Voor het linker snijpunt geldt `0,014x + 1,8 = 2,70` en dat geeft `x = 64,3` .
Voor het rechter snijpunt geldt `0,014x + 1,8 = 0,0375x` en dat geeft `x = 76,6` .
Voorwaarde B is de strengste voorwaarde in het geval er `65` tot en met `76` personen in deze werkplaats werken.

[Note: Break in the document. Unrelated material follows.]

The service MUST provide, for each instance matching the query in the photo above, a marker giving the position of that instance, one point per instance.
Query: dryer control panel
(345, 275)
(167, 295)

(bron: examen wiskunde A in 2003, tweede tijdvak)

Opgave 17
a

Zie figuur. GR met venster `[0, 100]xx[0, 80]` .

b

Je ziet dat het minimum zit bij het snijpunt van de lijnen `2x + 3y = 240` en `5x + 2y = 500` , dus in `(1020/11, 200/11)` . Dit maximum is dus `W = 2000 - 1220/11` . Het maximum is `W(0, 0) = 2000` .

Opgave 18
a

Neem `x` het aantal type I en `y` het aantal type II. Dan geldt: `0 le x le 50` , `0 le y le 50` , `x + y le 70` en `x + 1,5y le 110` .

b

Opbrengst: `R = 2400x + 3000y` . De maximale opbrengst is € 198 000,-; er worden dan `20` type I en `50` type II computers gemaakt.

c

Zeven mensen kunnen `70` computers verpakken. Bij de productie, beschreven in b zijn `95` werknemers bezig. De constructeurs hebben tijd over. Als er meer inpakkers zouden zijn, zou de constructieafdeling meer computers maken.